The new Microbusiness Applicant pool would be limited to applicants with majority ownership held by residents. These applicants would have reduced fees, though higher than Social Equity applicants, and an adjusted points scale. These applicants would have access to Cultivation and Product Manufacturing Licenses. To accommodate the new license pools, more retail and cultivation licenses have been added to the previous version’s totals.
Unlike its predecessor from the 150th General Assembly, HB 150 would no longer allow marijuana compassion centers to sell recreational marijuana during the transition period before the opening of recreational licensed retail.
The measure also allows for the expungement of all prior marijuana-related offenses, provided the individual has no convictions for violent felonies.
Public support for recreational cannabis is clear. A University of Delaware poll in 2018 indicated that 61 percent of Delaware voters support legalizing marijuana.

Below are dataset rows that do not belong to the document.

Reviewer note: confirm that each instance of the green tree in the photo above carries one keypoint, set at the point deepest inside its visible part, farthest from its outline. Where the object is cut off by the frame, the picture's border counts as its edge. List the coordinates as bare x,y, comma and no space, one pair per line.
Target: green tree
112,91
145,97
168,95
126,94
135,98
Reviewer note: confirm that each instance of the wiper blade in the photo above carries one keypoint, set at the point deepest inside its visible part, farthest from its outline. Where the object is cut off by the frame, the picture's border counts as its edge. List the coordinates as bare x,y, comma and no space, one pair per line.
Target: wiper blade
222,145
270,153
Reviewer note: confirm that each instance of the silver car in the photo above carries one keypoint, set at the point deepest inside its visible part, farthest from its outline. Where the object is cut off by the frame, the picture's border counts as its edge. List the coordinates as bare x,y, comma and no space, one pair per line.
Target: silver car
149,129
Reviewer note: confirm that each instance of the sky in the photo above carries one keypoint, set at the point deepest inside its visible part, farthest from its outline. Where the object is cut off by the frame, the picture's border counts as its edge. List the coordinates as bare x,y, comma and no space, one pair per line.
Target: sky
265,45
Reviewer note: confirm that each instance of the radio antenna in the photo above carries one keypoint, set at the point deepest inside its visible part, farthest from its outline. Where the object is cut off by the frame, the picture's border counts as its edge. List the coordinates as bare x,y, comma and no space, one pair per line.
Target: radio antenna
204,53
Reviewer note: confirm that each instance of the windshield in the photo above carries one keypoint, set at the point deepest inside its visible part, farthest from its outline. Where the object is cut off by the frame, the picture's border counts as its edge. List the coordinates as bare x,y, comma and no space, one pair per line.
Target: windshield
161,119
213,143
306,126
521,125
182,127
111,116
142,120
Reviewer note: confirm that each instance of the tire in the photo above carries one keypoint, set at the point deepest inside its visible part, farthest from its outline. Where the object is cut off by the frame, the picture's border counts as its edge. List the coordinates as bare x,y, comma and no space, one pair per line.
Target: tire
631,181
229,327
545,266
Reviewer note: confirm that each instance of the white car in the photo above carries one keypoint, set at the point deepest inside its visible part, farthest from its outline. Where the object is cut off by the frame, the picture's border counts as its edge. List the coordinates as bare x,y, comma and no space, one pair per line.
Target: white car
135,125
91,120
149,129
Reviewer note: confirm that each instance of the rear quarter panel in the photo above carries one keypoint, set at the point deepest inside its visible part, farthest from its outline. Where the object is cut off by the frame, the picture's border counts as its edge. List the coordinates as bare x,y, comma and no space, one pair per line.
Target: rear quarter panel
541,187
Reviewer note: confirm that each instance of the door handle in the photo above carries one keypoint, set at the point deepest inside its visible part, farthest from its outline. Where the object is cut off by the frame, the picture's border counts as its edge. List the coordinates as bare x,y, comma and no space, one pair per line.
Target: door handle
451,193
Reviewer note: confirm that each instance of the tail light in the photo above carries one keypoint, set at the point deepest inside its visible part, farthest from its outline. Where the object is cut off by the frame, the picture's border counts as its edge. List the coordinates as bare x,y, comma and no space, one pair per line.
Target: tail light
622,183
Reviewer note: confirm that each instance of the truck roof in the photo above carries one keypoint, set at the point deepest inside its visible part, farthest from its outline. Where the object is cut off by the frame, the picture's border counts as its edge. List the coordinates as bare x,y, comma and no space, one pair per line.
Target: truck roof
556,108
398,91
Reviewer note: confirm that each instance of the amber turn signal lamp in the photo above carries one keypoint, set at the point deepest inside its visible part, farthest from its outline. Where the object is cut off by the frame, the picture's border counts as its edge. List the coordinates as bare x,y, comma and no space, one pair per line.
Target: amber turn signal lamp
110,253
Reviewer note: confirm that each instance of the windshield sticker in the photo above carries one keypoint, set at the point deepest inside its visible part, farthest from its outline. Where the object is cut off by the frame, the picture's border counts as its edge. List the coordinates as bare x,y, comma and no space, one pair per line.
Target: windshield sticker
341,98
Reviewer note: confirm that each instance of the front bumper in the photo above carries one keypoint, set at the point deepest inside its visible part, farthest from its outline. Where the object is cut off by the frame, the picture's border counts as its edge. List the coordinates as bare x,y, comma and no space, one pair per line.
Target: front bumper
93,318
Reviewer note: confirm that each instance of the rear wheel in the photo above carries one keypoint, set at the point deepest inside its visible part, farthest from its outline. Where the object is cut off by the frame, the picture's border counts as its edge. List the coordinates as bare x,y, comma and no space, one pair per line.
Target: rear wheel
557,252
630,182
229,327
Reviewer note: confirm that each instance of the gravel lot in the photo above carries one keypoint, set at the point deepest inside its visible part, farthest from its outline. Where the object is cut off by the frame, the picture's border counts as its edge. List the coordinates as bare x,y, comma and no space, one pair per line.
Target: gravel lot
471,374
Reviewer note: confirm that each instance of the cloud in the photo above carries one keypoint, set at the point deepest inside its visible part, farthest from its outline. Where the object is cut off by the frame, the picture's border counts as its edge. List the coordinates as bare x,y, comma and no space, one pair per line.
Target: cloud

Support for legalization has also reached 68 percent nationally, according to a November 2020 Gallup poll.
Currently, recreational marijuana use is permitted in 14 states and the District of Columbia. New Jersey and Virginia’s legislatures recently passed legalization bills, and Maryland’s General Assembly is considering a similar measure.
The bill allows municipalities to prohibit the operation of marijuana facilities within their borders through local ordinances that are not in conflict with municipal regulations enacted under this law.
HB 150 would not change existing state law regarding driving under the influence of an illicit or recreational drug. It also would not allow individuals to grow their own plants. Public consumption of marijuana would still not be permitted.
Employer enforcement largely would not change. Employers would be permitted to drug test workers for marijuana to ensure any zero-tolerance policies are being followed. They also would be able to discipline workers for being under the influence at work, as well as prohibit the consumption of marijuana at work.
HB 150 has been assigned to the House Health & Human Development Committee, and it will be heard in committee on March 24.